SAFEs and Priced Equity Rounds
Fundraising can pose a challenge to building a startup, especially for early-stage founders, who often face the challenge of securing capital while navigating complex terms and valuation uncertainties. To address these challenges, Y Combinator introduced the Simple Agreement for Future Equity (SAFE), a convertible instrument designed to offer flexibility and simplicity in raising funds. In this article, we explore SAFEs as a popular funding option for startups and compare them with the more traditional Priced Equity Rounds. We delve into the key features, advantages, and considerations of both funding instruments, helping founders make informed decisions based on their company’s valuation stage and growth strategy.
The YCombinator Solution
Simple Agreement for Future Equity (SAFE) as the name implies, is a simple and straightforward agreement whereby the investor provides funding in exchange for a promise from the company to give shares to the investor at a future date when money is raised, usually at the next priced round. The instrument is converted to preferred shares based on the amount the company raises during the next priced round.
It is a type of convertible instrument - an investment that allows founders to get funding from investors while postponing company valuation to a later date when the instrument is converted to equity. SAFEs are quite popular among startups because of their simplicity and flexibility. Some of the other advantages of SAFE asides from postponing the negotiations of the company’s valuation till a later date is that the terms of the agreement are not cumbersome and as such allow for faster completion of the transaction.
To understand what SAFEs are, it is important to know that they are not debts. Compared to convertible notes and other debt forms, SAFEs do not have a maturity date when the fund must be paid back. Investors have to wait till the next priced round (equity-based investment round in which there is a defined pre-money valuation) or any other event stated in the SAFE that triggers conversion such as liquidation, IPO (initial public offer) or acquisition. In the event of liquidation or acquisition before the next priced round, the SAFE is converted to common stock and sold as part of the acquisition. Also, unlike debt, there is no accrued interest rate applied.
A SAFE instrument has 3 major variations - a SAFE with a valuation cap, a discount rate or a Most Favoured Nation (MFN) clause. The constituent present in the agreement determines what type of SAFE it is.
- Valuation cap only - the capitalization sets a limit to the amount the investor will convert its investment against therefore determining the price for the preferred shares in the next priced round regardless of the valuation of the company at that time.
- Discount rate only - a discount is offered on the purchase price of the shares in the next priced round, allowing the investor to convert to more equity per investment amount than other investors coming in at that priced round.
- MFN Clause - the clause gives the SAFE holder the right to choose to convert at the most favourable terms offered. Where the terms offered to the investor(s) in the next priced round are more favourable, the SAFE holder is at liberty to choose between the SAFE terms or terms offered to the new investors.
Let’s Briefly Talk About Priced Equity Rounds
In the simplest terms, priced equity round is an equity-based investment round in which there is a defined pre-money valuation. It is a type of investment where founders sell equity, usually preferred stock/shares, in exchange for funding after the company’s valuation is negotiated and determined.

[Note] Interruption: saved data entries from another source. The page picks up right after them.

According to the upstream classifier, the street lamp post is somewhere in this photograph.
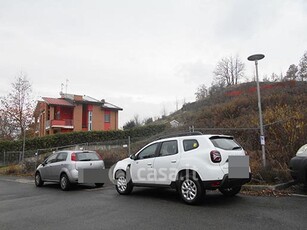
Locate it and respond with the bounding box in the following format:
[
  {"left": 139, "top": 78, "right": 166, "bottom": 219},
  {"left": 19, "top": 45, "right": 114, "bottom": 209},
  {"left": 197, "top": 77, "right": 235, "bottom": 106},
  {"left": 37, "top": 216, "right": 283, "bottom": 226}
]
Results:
[{"left": 247, "top": 54, "right": 266, "bottom": 168}]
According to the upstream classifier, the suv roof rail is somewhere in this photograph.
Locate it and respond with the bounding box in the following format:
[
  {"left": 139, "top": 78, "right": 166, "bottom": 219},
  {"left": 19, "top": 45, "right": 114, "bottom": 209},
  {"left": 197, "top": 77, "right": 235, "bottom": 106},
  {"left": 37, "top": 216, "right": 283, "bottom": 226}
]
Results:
[{"left": 156, "top": 131, "right": 203, "bottom": 140}]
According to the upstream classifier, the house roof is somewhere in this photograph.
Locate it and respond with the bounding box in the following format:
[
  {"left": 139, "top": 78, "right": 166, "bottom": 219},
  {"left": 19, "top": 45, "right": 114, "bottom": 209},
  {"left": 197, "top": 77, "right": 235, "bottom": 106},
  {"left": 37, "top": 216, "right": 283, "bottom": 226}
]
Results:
[
  {"left": 39, "top": 94, "right": 122, "bottom": 111},
  {"left": 102, "top": 102, "right": 123, "bottom": 111},
  {"left": 42, "top": 97, "right": 75, "bottom": 107},
  {"left": 61, "top": 93, "right": 102, "bottom": 104}
]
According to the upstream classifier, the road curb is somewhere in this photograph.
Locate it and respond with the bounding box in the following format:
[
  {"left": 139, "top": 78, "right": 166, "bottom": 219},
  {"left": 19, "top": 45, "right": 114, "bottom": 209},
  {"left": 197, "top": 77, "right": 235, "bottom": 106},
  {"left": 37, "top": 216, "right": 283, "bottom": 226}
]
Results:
[{"left": 243, "top": 180, "right": 296, "bottom": 191}]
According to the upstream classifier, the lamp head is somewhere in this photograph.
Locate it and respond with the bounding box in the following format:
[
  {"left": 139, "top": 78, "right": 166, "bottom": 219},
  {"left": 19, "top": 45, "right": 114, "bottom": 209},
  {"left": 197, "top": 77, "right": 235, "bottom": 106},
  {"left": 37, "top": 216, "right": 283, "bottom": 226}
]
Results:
[{"left": 248, "top": 54, "right": 265, "bottom": 61}]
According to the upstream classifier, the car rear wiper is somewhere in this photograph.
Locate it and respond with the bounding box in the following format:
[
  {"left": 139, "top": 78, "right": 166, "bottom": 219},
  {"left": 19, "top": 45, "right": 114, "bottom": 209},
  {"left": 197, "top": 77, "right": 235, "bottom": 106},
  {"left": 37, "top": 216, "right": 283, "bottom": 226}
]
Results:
[
  {"left": 79, "top": 159, "right": 92, "bottom": 161},
  {"left": 232, "top": 146, "right": 242, "bottom": 150}
]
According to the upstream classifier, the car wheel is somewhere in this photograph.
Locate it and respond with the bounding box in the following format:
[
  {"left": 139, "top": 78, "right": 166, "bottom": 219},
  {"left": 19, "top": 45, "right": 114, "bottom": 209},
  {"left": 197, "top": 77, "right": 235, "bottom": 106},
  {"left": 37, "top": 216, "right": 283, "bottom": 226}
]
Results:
[
  {"left": 35, "top": 172, "right": 44, "bottom": 187},
  {"left": 115, "top": 171, "right": 133, "bottom": 195},
  {"left": 178, "top": 174, "right": 204, "bottom": 205},
  {"left": 95, "top": 183, "right": 104, "bottom": 188},
  {"left": 219, "top": 186, "right": 242, "bottom": 197},
  {"left": 60, "top": 173, "right": 71, "bottom": 191}
]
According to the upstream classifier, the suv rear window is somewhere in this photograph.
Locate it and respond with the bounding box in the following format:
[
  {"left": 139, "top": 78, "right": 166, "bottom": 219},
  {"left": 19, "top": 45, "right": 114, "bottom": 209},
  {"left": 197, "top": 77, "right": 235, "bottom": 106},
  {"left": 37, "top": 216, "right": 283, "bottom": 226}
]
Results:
[
  {"left": 75, "top": 152, "right": 101, "bottom": 161},
  {"left": 209, "top": 136, "right": 242, "bottom": 150}
]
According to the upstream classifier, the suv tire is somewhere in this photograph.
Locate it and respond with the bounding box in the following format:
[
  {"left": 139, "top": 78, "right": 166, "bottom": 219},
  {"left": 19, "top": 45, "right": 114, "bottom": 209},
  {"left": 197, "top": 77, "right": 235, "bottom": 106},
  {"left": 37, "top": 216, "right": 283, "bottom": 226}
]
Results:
[
  {"left": 219, "top": 186, "right": 241, "bottom": 197},
  {"left": 178, "top": 174, "right": 204, "bottom": 205},
  {"left": 115, "top": 171, "right": 133, "bottom": 195}
]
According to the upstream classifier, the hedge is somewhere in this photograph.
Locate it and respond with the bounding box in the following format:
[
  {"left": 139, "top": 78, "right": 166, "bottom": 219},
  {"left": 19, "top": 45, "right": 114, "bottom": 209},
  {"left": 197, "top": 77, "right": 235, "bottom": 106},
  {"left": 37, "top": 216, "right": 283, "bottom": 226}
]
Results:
[{"left": 0, "top": 124, "right": 167, "bottom": 152}]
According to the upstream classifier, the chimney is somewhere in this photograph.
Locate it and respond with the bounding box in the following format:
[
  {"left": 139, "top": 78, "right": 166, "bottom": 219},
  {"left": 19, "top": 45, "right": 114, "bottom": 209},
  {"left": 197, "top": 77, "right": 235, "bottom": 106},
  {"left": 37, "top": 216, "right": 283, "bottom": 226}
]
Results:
[{"left": 74, "top": 95, "right": 83, "bottom": 101}]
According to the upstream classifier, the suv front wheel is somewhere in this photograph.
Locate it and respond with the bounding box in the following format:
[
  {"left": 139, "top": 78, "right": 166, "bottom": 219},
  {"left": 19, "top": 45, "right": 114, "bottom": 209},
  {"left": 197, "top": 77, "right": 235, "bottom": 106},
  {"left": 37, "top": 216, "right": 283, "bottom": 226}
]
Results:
[
  {"left": 115, "top": 171, "right": 133, "bottom": 195},
  {"left": 178, "top": 174, "right": 204, "bottom": 205}
]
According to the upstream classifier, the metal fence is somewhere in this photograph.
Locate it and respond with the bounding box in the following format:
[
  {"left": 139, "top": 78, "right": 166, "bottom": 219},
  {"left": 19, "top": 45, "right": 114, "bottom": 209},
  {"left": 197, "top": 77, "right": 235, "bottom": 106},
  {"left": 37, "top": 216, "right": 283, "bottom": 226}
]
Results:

Unlike SAFEs, more time is required to negotiate the terms of investment. The company valuation is determined and founders know exactly how much of the company they are selling. Furthermore, the sale of preferred stock/shares in exchange for investment means that the investor is given priority over other convertible instrument holders during payouts or liquidation events. In a priced round, the founders also relinquish some control rights such as voting and anti-dilution rights to the investor.
Our Thoughts
Deciding which type of funding instrument to opt for primarily depends on the valuation data available to the founders. Generally, SAFEs offer more time and flexibility for valuation metrics to be developed as the company grows. However, if founders are satisfied with their valuation number, they may opt for priced rounds.
The number of equity founders is willing to give away must be considered. In a priced round, the term sheets are detailed and clear about the amount of equity being sold and the consequent dilution effect. In SAFEs, founders are sometimes not sure of this until the valuation is done and the share price is determined at the future financing date. This may prove extremely dilutive and bad for founder ownership if more SAFEs than required have been issued.